The PGA Tour and DP World Tour have agreed to merge with Saudi Arabian-backed circuit LIV Golf in a deal that ends the acrimonious split in the game.
The surprise announcement comes after a year of unprecedented disruption in the men’s game following the launch of LIV.
It means pending litigation between the tours will be halted and they will move forward as part of the same enterprise.
“This is a stunning development,” said the BBC’s golf correspondent Iain Carter.
“The PGA and DP World Tours were sworn enemies of the LIV circuit, which had poached some of their best players. They viewed the breakaway tour as an existential threat and entered into bitter and expensive legal action.”
Making the announcement on Tuesday Jay Monahan, commissioner of the PGA Tour, golf’s leading circuit, said: “This is a historic day for the game.”
An agreement has been signed that will combine the PGA Tour and LIV’s commercial operations and rights into a new, yet to be named for-profit company.
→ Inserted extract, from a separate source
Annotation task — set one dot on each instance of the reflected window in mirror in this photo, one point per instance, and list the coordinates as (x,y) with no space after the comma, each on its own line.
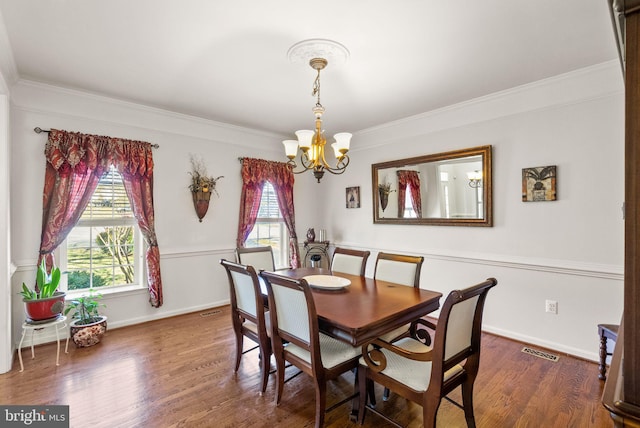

The agreement includes the DP World Tour, formerly known as the European Tour.
The emergence of the LIV circuit fractured men’s professional golf over the last year, with several top players lured by its huge prize funds and no-cut events, which include a team format.
LIV Golf is backed by the Saudi Arabia Public Investment Fund (PIF), an entity controlled by the Saudi crown prince and which has been embroiled in anti-trust lawsuits with the PGA Tour over the last year.
“This is a momentous day – to partner in this new entity is energising and exciting,” said DP World Tour chief executive Keith Pelley.